Геза не подхватил моего шутливого тона.
— И за ней уже ухаживают. Сын Фери Фодора, — проговорил он и пристально посмотрел на меня. — Ты одобряешь?
— Я не вмешиваюсь в дела дочери.
— Ты считаешь, что эта компания подходит ей?
— А тебе она подходит? Ведь Фери Фодор — твой друг.
— Потому-то я и спрашиваю.
— Мне кажется, Янчи способный, серьезный парень. Но как я уже говорил, я не вмешиваюсь в ее дела. Да она и не позволит.
— Этот твой житейский оппортунизм с подведением идеологической базы мне очень хорошо знаком.
— Об этом тебе и захотелось срочно поговорить?
— Подожди, не уходи. И главное — не обижайся. — Он произнес это тем же тоном, каким говорил по телефону, и снова выпил рюмку коньяку.
— Перестань пить. Пожалуй, ты и так уже перебрал.
— Это посошок: прощальная чарка. Завтра первое октября. С завтрашнего дня и капли в рот не возьму.
— Ты уже не раз зарекался.
— Думаешь, не сдержу слова? Даже если по-настоящему захочу? — В его голосе звучали нотки упрямства, задорного фанфаронства, даже вызова, не хватало лишь того, чтобы он протянул руку: ну, на что поспорим?! Но в его умоляющем взгляде мелькнула настоятельная просьба об ободрении, поддержке.
— Разумеется, сможешь, надо только по-настоящему захотеть.
— Так и будет. С завтрашнего дня!
— Смотри, проверю, — шутливо пригрозил я.
— Пожалуйста! Но тебе удастся это сделать лишь в том случае, дружище, если ты навестишь меня в Вёльдеше, — сказал он и по-мальчишески озорно, с победоносным видом посмотрел на меня.
У меня не хватило духу поколебать его уверенность своими сомнениями.
— Ты уезжаешь домой?
— Навсегда. Хватит с меня этих бесплодных переживаний, душевных копаний. Я намерен работать, и много, засучив рукава.
— И очень хорошо сделаешь.
— Вот увидишь, Бела, сколько во мне еще не растраченных сил. Всем существом своим, до кончиков пальцев я чувствую, что настоящая работа начнется только теперь. Не веришь?
— Твоя выставка была прямо-таки замечательной.
— Ты это искренне говоришь? Критике-то я не верю! Да, теперь эти двурушники лебезят, пятки готовы мне лизать, а когда-то они же предали меня анафеме.
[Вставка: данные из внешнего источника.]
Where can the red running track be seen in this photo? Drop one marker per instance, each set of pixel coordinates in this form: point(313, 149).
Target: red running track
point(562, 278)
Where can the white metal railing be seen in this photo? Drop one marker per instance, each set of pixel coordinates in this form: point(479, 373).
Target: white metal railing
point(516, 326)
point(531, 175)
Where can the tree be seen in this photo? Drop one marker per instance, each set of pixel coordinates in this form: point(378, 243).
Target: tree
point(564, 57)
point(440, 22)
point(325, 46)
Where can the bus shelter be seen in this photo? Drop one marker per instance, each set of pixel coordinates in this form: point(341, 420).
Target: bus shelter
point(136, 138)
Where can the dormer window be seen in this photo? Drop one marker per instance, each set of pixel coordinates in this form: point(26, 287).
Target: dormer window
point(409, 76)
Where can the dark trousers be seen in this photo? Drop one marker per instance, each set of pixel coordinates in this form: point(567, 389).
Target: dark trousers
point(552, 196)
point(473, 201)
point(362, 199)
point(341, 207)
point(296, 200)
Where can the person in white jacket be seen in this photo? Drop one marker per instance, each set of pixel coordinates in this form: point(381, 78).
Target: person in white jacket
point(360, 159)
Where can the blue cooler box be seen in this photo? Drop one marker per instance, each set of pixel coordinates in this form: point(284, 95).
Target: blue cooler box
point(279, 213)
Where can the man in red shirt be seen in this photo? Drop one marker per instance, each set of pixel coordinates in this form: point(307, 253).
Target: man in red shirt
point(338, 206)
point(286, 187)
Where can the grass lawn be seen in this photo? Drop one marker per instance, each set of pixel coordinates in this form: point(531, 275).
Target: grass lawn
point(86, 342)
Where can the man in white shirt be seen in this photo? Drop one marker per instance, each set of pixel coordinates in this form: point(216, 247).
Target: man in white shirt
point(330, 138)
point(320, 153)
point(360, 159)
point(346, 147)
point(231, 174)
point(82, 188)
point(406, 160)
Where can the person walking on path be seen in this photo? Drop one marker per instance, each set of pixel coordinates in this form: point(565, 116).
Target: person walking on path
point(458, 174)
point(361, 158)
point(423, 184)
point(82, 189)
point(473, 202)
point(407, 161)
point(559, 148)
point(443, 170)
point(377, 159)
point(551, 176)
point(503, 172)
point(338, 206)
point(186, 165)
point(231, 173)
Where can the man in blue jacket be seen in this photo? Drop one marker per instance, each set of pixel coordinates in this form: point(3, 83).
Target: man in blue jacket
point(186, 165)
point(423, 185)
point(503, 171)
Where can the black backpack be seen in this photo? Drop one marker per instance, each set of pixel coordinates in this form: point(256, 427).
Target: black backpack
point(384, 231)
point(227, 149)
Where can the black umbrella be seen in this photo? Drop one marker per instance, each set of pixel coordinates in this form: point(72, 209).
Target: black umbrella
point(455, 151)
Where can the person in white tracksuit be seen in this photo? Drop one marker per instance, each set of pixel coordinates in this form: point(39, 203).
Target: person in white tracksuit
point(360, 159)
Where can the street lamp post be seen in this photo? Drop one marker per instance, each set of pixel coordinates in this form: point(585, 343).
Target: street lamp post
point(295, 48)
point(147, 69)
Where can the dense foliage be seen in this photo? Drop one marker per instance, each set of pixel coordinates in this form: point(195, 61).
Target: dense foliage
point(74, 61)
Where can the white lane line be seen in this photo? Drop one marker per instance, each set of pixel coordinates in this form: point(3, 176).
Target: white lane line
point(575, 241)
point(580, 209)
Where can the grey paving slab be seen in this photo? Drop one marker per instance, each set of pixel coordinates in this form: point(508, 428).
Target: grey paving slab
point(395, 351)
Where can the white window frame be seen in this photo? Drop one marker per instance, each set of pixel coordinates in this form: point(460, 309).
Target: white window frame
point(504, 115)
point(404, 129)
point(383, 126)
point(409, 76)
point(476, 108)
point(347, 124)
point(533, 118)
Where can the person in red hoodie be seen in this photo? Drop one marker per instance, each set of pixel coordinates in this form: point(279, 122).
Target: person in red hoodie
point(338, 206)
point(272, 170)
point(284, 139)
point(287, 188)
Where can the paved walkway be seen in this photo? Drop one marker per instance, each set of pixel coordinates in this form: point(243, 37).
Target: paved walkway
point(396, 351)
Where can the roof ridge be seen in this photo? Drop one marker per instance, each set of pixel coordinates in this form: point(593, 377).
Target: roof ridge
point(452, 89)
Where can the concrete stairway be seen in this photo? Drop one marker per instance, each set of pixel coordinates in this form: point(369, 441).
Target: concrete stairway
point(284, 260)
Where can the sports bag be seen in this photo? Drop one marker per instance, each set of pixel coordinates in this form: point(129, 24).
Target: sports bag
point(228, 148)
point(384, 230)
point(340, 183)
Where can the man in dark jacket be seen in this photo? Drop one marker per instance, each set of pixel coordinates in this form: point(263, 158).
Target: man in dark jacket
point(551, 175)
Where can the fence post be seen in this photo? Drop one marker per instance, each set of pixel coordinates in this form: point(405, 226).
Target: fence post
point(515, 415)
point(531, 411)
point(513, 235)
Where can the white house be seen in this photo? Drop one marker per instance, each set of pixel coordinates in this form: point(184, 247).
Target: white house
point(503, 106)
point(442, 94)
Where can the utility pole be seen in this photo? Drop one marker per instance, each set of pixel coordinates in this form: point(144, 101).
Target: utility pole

— То, что они пишут сейчас о тебе, ты должен воспринимать только как их критику на самих себя. Они признали свои ошибки.
— А если они и на сей раз ошибаются? — спросил он, пытливо заглядывая мне в глаза. И придвинулся ближе, словно собирался сообщить что-то по секрету. — Я-то ведь знаю, что они заблуждаются… Впрочем, они ошибались и тогда, когда разносили меня… но тогда были ближе к истине, чем сейчас.
— Видимо, ты находишь в этом удовольствие! — сказал я, пожимая плечами.
— Допустим, ты всегда считал меня мазохистом. Но тут совсем другое. — Он упорно хотел перехватить мой взгляд. — Что тебе понравилось на моей выставке?
— Твои полотна по своему содержанию, выразительности, богатству красок стали насыщеннее… лиричнее… я бы сказал… доступнее людям… — Одним словом, я невразумительно мямлил, выдавливал из себя довольно-таки шаблонные фразы. И не только потому, что не был готов к этому разговору. Откровенно говоря, в последнее время я настолько был поглощен своими собственными переживаниями, что у меня просто не оставалось духовных сил заниматься еще горестями и терзаниями других. И это несмотря на то, что я всегда считал Гезу своим близким другом. Но что бы там ни было, в его новых картинах мне действительно бросилась в глаза ощутимая перемена, в них чувствовалась какая-то внутренняя напряженность, драматизм, обещающий победу добра, светлого начала, но осмыслить все это до конца я даже не пытался.